A rotina de digital influencer e o enredo da União Cruzmaltina levantaram especulações no mundo político sobre as intenções políticas de Cabral. Apesar da liberdade e das recentes vitórias na Justiça, o ex-governador ainda está impedido de registrar candidatura em razão da Lei da Ficha Limpa.
Duas das 21 condenações que ainda permanecem válidas já tiveram decisão definitiva por órgão colegiado. Ele ainda enfrenta 33 ações penais em diferentes estágios e com graus distintos de viabilidade após os questionamentos sobre a atuação do juiz Marcelo Bretas, atualmente afastado pelo CNJ (Conselho Nacional de Justiça).

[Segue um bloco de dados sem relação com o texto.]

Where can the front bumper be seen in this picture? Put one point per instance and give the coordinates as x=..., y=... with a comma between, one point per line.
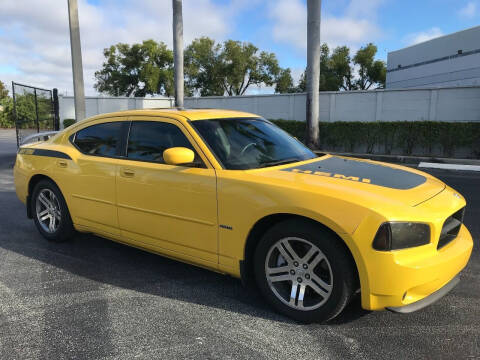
x=430, y=299
x=402, y=278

Entre contratações, articulações, conselhos e rancores, o “novo Cabral” tem dito a interlocutores que os seis anos e um mês de prisão, o mais longo da Lava Jato, o ensinaram a ter paciência. Costuma comentar ter ainda 60 anos e cita a volta de Lula à Presidência aos 77.
Nessa nova fase, diz se inspirar na resiliência da capital do Afeganistão após inúmeros conflitos. Cabul dá nome à sua nova empresa.